|Origin Location||Western Tibet|
|Date Range||1400 - 1499|
|Lineages||Sakya and Karma (Kagyu)|
|Material||Ground Mineral Pigment on Cotton|
|Collection||Rubin Museum of Art|
|Catalogue #||acc.# P1998.28.2|
Vajravarahi (Tibetan: dor je phag mo, English: the Vajra Sow) accompanied by 24 dakinis, Sahaja Chakrasamvara above and two monastic figures below.

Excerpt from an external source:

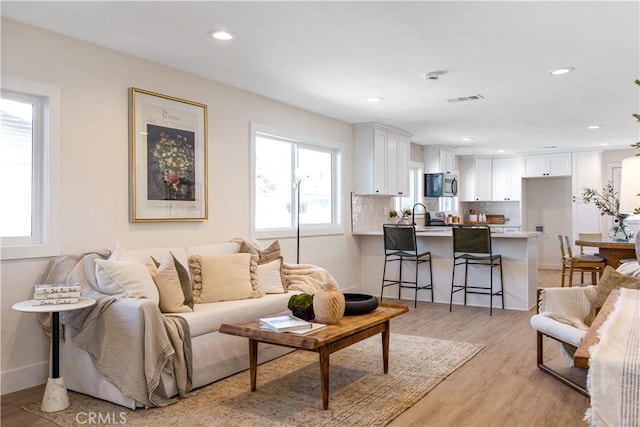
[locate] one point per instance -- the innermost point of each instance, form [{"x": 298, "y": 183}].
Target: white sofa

Red in colour, slightly peaceful and slightly wrathful, with one face and two hands she gazes forward with three eyes. The face of a brown female boar protrudes from her right side behind the ear. Held aloft in the right hand is a curved knife and to the heart with the left a skullcup. The bend of the elbow cradles a vajra katvanga staff - gold coloured, long and thin. Crowned with a tiara of five skulls the black hair of the head flows downward behind. Adorned with gold earrings, necklaces, bracelets and a girdle with decorative tassels, she wears a garland of fifty fresh heads. Draped across the shoulders is a long scarf of yellow and green. The right leg is raised in a dancing posture and the left presses upon a small red sun disc atop a prone yellow figure above another sun disc resting on a multi-coloured lotus blossom surrounded by a large red sphere of tightly swirling flames of pristine awareness fire.
Within the sphere reside the four close attendant dakinis, yellow Rupini, red Khandaroha, green Lama and blue Dakini. Each has one face and four hands holding a curved knife and skullcup in the first pair and an upraised damaru drum and katvanga staff in the second. Wearing the same ornaments and standing firmly with both legs, each is surrounded by a circle of fire.
At the top center in Heruka form is Sahaja Chakrasamvara, blue, with one face and two hands holding a vajra and bell embracing the consort Vajravarahi, red in colour. Along the sides and bottom are 20 dakinis. All of those but 4 have one face and four hands, in a variety of colours, similar to the main attendants. The 4 remaining dakinis, standing at the outside right and left of the central figure each have two hands and an animal face. Seated at the bottom right and left corners, monastic figures wearing red robes perform the teaching mudra with the two hands held at the heart.
Vajravarahi, along with numerous variations in appearance such as Vajrayogini and the Fierce Black One, remains one of the most popular and special tutelary deity practices arising from the Chakrasamvara cycle of tantras belonging to the wisdom class of Anuttarayoga Tantra. These various forms are practiced in all the Sarma Schools, Sakya, Kagyu and the like.